You can go home again (after rounding 3rd base)…
My youngest son, Nathaniel, age 9, just joined the rookie league of our town’s Little League program. I think having an older brother Rhys who loves the game accounts for Nathaniel’s baseball leanings. Besides games of catch, I know I wasn’t the catalyst. Honestly, I don’t know who won the last World Series. So we signed him up, got the necessary gear, he was given a uniform and the coolest hat – with a rattle snake on it because of the team’s name, the Diamondbacks. The ‘Garter Snakes’ would, I’m sure, not carry the intended impact. Nor would my suggestion that Nathaniel play some non-competitive baseball (?) with his friends.
Two nights ago the team had its first practice at our local field, located next to a busy railroad line, with all the tootings and screechings and clangings you can imagine. A busy road, treacherous to cross, intersects the tracks right there, horns, brakes and exhaust are common. Litter is strewn along the banks of the railroad tracks where a walking path runs alongside, and the small stream below the pedestrian bridge is also blanketed with litter. Very busy Route 59 is within easy earshot of the playing field, so you never lack for car and truck noise, and completing the scene is a bus station and big parking lot.
But despite all this, the two playing fields were green, fresh, and on this evening had eight children of varying abilities, running, laughing, catching, batting, having fun.

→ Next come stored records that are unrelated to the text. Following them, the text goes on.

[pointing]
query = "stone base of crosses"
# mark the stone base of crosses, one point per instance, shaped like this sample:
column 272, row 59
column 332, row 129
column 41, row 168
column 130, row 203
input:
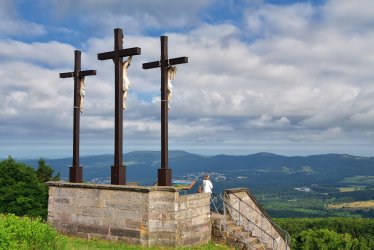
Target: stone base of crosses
column 75, row 174
column 118, row 175
column 164, row 176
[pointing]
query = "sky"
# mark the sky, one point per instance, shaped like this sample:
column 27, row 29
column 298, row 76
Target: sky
column 287, row 77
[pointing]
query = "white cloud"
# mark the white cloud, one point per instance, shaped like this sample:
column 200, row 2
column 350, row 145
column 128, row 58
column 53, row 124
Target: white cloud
column 11, row 25
column 295, row 76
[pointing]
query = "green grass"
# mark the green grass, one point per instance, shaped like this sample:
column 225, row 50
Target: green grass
column 359, row 179
column 82, row 244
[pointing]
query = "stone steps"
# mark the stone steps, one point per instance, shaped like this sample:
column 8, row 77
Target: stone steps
column 234, row 235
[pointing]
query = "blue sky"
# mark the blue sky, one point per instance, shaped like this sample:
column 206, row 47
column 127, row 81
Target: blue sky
column 287, row 77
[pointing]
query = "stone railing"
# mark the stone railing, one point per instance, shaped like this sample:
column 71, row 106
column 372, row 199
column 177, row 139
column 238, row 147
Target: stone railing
column 260, row 224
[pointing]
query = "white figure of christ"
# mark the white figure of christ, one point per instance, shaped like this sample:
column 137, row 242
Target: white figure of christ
column 172, row 71
column 82, row 93
column 126, row 81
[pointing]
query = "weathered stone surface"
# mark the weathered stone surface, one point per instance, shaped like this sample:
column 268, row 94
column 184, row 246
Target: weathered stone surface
column 102, row 230
column 149, row 216
column 129, row 233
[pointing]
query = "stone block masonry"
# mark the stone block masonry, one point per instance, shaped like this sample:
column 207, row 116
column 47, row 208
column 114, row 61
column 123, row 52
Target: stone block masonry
column 148, row 216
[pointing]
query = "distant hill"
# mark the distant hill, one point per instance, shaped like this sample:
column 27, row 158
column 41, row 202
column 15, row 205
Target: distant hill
column 255, row 171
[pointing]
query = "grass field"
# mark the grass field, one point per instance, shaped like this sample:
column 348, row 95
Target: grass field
column 359, row 179
column 350, row 189
column 353, row 205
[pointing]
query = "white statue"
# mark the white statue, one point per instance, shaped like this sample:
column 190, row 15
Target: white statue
column 82, row 93
column 172, row 71
column 126, row 81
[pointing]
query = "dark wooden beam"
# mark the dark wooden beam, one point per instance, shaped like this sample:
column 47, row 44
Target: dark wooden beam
column 174, row 61
column 121, row 53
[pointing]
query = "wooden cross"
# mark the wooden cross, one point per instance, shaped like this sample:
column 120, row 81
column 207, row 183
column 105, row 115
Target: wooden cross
column 118, row 170
column 164, row 174
column 76, row 171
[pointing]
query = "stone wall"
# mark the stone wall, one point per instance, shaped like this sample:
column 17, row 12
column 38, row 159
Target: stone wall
column 242, row 200
column 148, row 216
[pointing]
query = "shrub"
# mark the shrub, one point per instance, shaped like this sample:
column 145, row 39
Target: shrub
column 21, row 192
column 25, row 233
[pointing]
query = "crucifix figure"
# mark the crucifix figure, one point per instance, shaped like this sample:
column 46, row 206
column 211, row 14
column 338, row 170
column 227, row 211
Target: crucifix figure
column 118, row 171
column 76, row 171
column 172, row 71
column 126, row 81
column 168, row 71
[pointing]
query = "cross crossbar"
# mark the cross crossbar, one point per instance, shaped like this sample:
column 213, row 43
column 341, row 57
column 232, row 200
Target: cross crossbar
column 82, row 73
column 120, row 53
column 174, row 61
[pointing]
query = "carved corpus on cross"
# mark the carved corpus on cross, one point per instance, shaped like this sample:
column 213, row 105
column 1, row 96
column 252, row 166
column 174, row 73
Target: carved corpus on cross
column 164, row 174
column 76, row 171
column 118, row 171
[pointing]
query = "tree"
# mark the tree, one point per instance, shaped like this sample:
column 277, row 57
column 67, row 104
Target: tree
column 324, row 239
column 21, row 192
column 44, row 172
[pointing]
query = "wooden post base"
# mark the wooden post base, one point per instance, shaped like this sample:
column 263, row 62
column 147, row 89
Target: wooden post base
column 118, row 175
column 76, row 174
column 164, row 176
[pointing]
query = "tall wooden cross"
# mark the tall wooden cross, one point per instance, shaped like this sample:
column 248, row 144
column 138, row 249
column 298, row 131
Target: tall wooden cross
column 118, row 170
column 164, row 174
column 76, row 171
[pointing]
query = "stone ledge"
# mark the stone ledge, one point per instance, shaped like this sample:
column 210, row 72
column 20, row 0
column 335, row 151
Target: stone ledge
column 143, row 189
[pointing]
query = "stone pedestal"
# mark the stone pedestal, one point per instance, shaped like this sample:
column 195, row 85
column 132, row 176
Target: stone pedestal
column 148, row 216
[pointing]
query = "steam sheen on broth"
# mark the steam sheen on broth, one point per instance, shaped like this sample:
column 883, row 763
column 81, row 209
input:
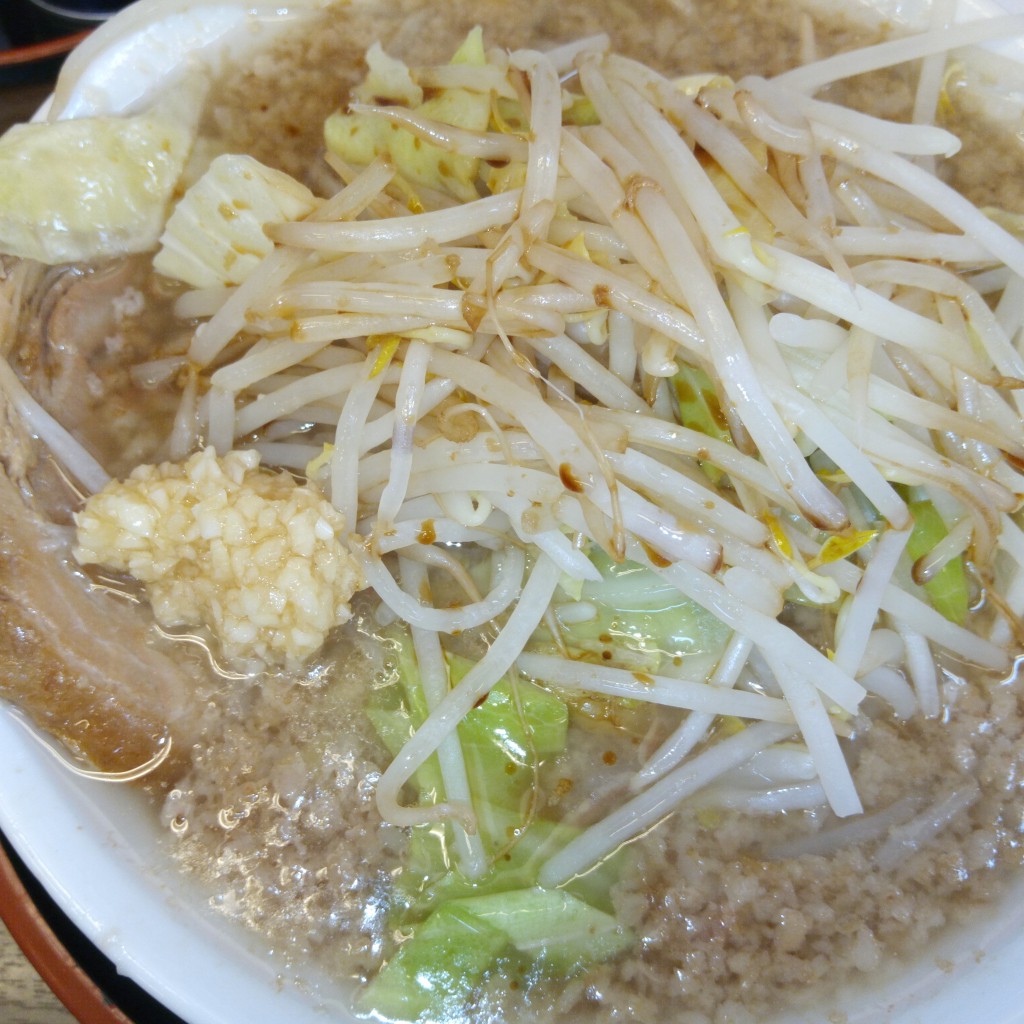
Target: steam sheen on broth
column 552, row 435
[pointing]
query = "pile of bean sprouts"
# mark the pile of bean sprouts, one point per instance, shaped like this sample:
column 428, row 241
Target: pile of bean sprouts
column 496, row 375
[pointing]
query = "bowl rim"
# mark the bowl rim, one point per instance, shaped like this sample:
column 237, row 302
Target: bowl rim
column 44, row 811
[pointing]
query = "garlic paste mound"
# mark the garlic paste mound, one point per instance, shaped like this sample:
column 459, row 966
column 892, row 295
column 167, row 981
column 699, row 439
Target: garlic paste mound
column 254, row 556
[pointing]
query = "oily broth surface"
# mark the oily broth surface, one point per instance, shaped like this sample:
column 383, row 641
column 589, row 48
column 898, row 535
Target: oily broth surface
column 276, row 812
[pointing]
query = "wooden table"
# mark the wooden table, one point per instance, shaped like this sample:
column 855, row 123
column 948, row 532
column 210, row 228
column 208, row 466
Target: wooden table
column 25, row 997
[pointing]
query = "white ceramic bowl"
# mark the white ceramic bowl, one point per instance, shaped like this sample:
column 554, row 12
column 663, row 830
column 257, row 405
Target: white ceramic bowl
column 96, row 849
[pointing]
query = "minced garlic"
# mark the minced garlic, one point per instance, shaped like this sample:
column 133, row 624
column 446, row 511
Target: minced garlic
column 253, row 555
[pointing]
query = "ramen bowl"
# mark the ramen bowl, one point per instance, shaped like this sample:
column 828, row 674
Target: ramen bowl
column 97, row 849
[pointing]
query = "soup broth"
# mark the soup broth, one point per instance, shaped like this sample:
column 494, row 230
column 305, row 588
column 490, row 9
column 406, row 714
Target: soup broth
column 733, row 912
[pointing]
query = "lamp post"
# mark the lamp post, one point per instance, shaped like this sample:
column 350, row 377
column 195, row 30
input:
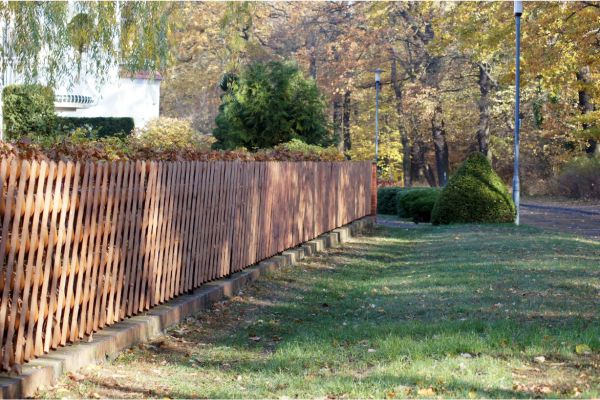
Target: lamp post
column 516, row 184
column 377, row 87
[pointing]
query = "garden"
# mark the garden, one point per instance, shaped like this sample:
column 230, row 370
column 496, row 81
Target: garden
column 211, row 252
column 460, row 311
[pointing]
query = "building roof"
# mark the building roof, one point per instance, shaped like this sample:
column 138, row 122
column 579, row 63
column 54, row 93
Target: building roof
column 156, row 76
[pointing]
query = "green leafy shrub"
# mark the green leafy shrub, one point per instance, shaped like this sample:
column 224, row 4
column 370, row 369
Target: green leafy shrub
column 172, row 133
column 268, row 104
column 579, row 179
column 28, row 110
column 98, row 127
column 306, row 151
column 417, row 203
column 475, row 193
column 387, row 199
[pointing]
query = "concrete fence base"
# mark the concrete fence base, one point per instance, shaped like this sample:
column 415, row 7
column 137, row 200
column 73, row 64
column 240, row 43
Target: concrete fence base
column 109, row 342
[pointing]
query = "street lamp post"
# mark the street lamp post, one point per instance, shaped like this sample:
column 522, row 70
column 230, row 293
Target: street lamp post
column 516, row 184
column 377, row 87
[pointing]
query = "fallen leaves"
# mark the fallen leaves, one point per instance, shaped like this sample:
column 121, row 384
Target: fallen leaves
column 583, row 349
column 429, row 392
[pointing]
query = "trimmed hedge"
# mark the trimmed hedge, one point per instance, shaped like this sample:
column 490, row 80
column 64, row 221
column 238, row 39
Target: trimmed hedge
column 28, row 109
column 101, row 126
column 474, row 194
column 417, row 203
column 387, row 200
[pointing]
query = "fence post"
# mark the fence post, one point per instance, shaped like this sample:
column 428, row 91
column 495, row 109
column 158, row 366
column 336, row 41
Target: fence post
column 373, row 189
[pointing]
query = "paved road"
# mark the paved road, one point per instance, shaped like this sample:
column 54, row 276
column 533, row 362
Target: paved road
column 579, row 220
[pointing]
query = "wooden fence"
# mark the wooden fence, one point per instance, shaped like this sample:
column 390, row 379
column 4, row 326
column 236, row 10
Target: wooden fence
column 85, row 245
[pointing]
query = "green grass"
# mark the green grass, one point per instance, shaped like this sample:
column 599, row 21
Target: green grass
column 456, row 311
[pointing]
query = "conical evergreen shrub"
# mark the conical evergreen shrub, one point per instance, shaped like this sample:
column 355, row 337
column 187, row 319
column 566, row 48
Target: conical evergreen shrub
column 474, row 194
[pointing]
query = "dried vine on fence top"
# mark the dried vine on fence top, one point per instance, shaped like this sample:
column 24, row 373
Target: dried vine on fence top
column 114, row 150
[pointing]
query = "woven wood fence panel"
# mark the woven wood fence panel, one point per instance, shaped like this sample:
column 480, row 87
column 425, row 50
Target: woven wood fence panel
column 84, row 245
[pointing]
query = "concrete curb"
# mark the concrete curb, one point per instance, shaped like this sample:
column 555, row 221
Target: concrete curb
column 109, row 342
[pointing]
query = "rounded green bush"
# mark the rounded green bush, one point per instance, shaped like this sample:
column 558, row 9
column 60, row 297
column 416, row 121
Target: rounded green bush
column 475, row 193
column 387, row 199
column 408, row 197
column 420, row 209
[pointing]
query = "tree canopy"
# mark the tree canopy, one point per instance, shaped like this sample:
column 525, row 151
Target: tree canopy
column 448, row 81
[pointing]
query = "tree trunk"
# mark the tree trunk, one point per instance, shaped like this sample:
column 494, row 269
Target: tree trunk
column 586, row 106
column 346, row 121
column 440, row 145
column 405, row 158
column 418, row 168
column 483, row 130
column 313, row 65
column 337, row 123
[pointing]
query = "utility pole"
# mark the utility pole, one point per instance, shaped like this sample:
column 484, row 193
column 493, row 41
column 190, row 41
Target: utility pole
column 516, row 183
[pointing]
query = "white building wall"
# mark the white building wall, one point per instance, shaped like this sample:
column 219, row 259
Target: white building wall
column 124, row 97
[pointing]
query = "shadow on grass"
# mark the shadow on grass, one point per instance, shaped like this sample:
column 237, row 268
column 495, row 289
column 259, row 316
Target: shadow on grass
column 399, row 308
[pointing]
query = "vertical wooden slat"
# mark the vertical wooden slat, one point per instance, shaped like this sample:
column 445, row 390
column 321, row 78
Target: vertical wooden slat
column 180, row 212
column 79, row 201
column 200, row 231
column 130, row 186
column 132, row 279
column 30, row 174
column 84, row 260
column 220, row 208
column 122, row 220
column 143, row 266
column 30, row 289
column 163, row 277
column 12, row 203
column 109, row 242
column 88, row 316
column 87, row 304
column 156, row 240
column 59, row 232
column 184, row 281
column 64, row 266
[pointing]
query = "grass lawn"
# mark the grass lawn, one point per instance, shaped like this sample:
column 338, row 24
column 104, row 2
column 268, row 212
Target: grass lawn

So here I was, sitting in the bleachers, getting darker and colder, telling myself that I will get into this baseball thing, when I see something big glide to the top of a tall light pole, a red-tailed hawk. Then after 5 minutes, without a sound, the hawk flew toward third base to the top of another pole and hung around for a while longer. Perhaps scouting out a future meal in the form of some of the youngest, smaller players?! It felt that this bird of prey felt very comfortable here.
And then, just above the playing field, flew, with almost slow motion wing flaps, a blue heron, neck back in typical ‘S’ position, legs extended out and back, taking its time as players and coaches below were intent with the action on-field, unaware of what was flying silently 25 feet above the field. It landed in a by-then darkened area outside the fence, almost straight outward from second base.
I guess home plate on the field feels more home to me now. In quite a few ways.